デジタルハリウッド大学(千代田区外神田1)は2月26日、同校付属研究機関として「国際アニメ研究所」開設に関する記者発表を行った。
「国際アニメ研究所」は優秀な若手プロデューサー・ディレクターが育っていないなどのアニメ業界における後継者問題や、アジア諸国へのアニメ制作アウトソーシングの急増加にともなうアニメ業界の空洞化問題、高等教育機関での学問領域としてのアニメーション学の不在などを受け同校が開設するもの。
同研究所では、こうした諸問題などを研究し、理論・歴史・制作など各分野の研究を統合、体系づけた「アニメーション学」の確立を目指す。初代所長には「鉄腕アトム」などの手塚治虫作品の脚本を手がけた脚本家で推理作家の辻真先さんを迎えるほか、諏訪道彦さん(読売テレビ放送エグゼクティブプロデューサー)や水島精二(アニメーション演出家)、吉岡昌仁さん(トムス・エンタテインメント理事)らも参画する。

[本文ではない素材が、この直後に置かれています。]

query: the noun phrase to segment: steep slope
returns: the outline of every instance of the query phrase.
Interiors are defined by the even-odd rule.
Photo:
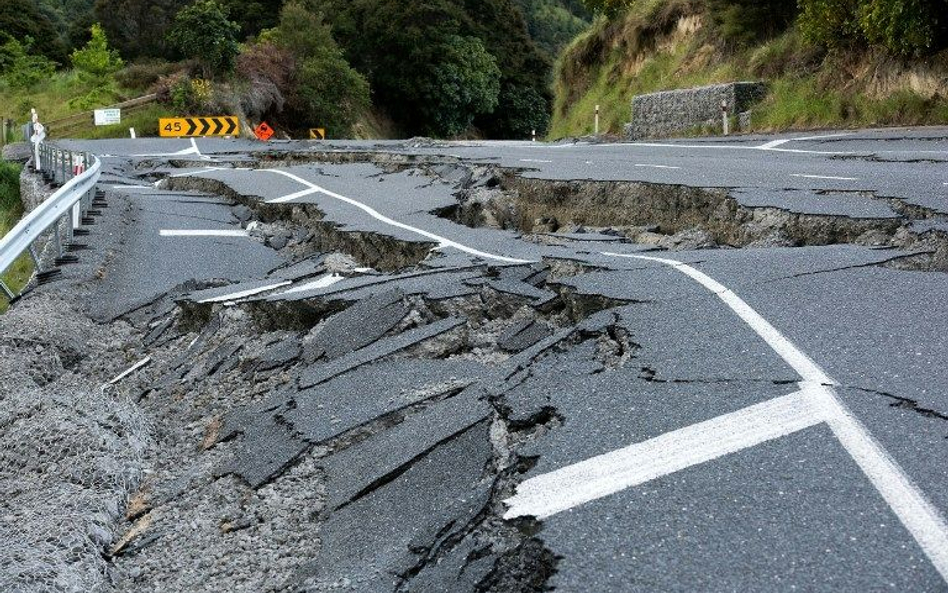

設立は4月1日を予定。
今後、同研究所では2007年度中に3カ年計画を策定し、2010年をメドに研究成果の発表を行う(予定)のと同時に、研究を生かした人材育成実施のため同校に「ジャパニーズアニメコース(仮称)」を2008年4月に開講する予定だという。
発表の冒頭で同校杉山知之校長は「国内外を問わず日本でアニメを勉強したいという人が多い中、省みてみるとアニメ業界の人たちにきちんと関わってもらい本気でアニメのコースというものに取り組む機関がなかなかなかった。そこでこうした機関を設立し、アニメ産業の方々に教員、研究員となって頂き、これまでの経験・ノウハウを蓄積することでアニメを教えられる体系を整備すると同時に、アニメ産業界で解決していなかった問題を気長に解決していきたいという思いから開設した」と語った。